Die Seinen sind zwar geradezu besessen vor Sehnsucht nach ihm. Aber offensichtlich sehnen sie sich nach einem Menschen, den es nicht mehr gibt, denn sie erkennen ihn nicht wieder. Als sich Odysseus schließlich seinem Sohn Telemachos und später seiner Gattin Penelope zu erkennen gibt, wollen ihm beide nicht glauben. Am längsten weigert sich Penelope, den heimgekehrten Odysseus zu akzeptieren. Ob sie sich zu sehr daran gewöhnt hat, einem Traumbild nachzutrauern?

Der einzige, der Odysseus sofort wieder erkennt, ist sein greiser Hund: „Er wedelte mit dem Schwanz und senkte die Ohren, aber er war zu schwach, sich seinem Herrn zu nähern.“ Kurz darauf stirbt er, „nachdem er im zwanzigsten Jahr Odysseus wiedergesehen hat“ (Od  17,  291ff).

Homer lässt Odysseus also nach seiner langen Abwesenheit nicht mehr die Heimat vorfinden, die er kannte.
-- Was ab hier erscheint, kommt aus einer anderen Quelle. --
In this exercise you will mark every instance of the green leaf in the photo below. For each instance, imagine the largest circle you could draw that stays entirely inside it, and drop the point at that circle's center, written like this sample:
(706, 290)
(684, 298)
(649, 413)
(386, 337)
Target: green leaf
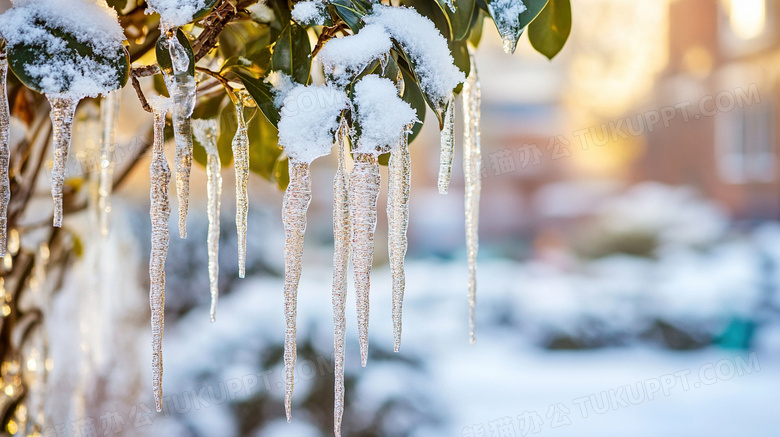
(409, 66)
(349, 12)
(205, 10)
(414, 97)
(434, 11)
(21, 56)
(292, 53)
(460, 20)
(227, 130)
(282, 173)
(282, 12)
(460, 54)
(261, 91)
(164, 56)
(118, 5)
(264, 147)
(533, 8)
(549, 32)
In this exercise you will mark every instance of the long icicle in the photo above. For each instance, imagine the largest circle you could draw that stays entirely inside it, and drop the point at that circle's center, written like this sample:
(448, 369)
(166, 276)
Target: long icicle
(206, 133)
(62, 111)
(472, 161)
(182, 88)
(296, 201)
(241, 163)
(160, 211)
(363, 192)
(109, 110)
(399, 181)
(447, 149)
(341, 237)
(5, 135)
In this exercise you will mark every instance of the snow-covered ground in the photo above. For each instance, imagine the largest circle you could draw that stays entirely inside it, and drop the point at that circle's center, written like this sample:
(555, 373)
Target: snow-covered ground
(566, 345)
(463, 390)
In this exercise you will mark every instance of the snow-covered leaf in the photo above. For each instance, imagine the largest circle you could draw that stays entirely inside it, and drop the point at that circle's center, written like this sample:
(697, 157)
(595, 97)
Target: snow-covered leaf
(433, 11)
(261, 92)
(71, 65)
(292, 53)
(349, 12)
(549, 32)
(460, 20)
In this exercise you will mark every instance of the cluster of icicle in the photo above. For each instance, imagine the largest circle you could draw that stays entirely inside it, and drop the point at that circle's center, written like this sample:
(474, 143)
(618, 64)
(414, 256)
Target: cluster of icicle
(355, 193)
(182, 89)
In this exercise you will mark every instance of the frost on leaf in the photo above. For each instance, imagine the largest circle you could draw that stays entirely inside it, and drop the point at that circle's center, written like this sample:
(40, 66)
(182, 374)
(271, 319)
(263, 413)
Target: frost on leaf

Der Rückkehrer muss stattdessen seine Heimat neu erfinden. Muss er sie auch mit Gewalt zurückerobern?

Odysseus ermordet die zahlreichen Freier, die während seiner Abwesenheit um seine Frau warben, sein Haus belagerten und sein Vermögen aufzehrten. Wozu? Hätte der „Städteverwüster“ die Freier nicht einfach davonschicken können? Hätte nicht auch Penelope sie schon längst aus dem Haus jagen können, wo sie doch keinen von ihnen heiraten wollte? „Sie hielt uns hin“, erklärt einer der ermordeten Freier im Totenreich, „zur Hochzeit sagte sie weder ja noch nein“ (Od  24,  125).

Doch wieder erspart Homers Begeisterung für Gewalt seinem Helden die Mühe, sein Morden zu begründen. Odysseus bekommt sein Blutbad. Mit hartem Realismus schildert Homer, wie die Mägde, die sich mit den ermordeten Freiern eingelassen hatten, deren Leichen wegtragen, den Ort des Verbrechens von Blut reinigen und anschließend selbst erhängt werden.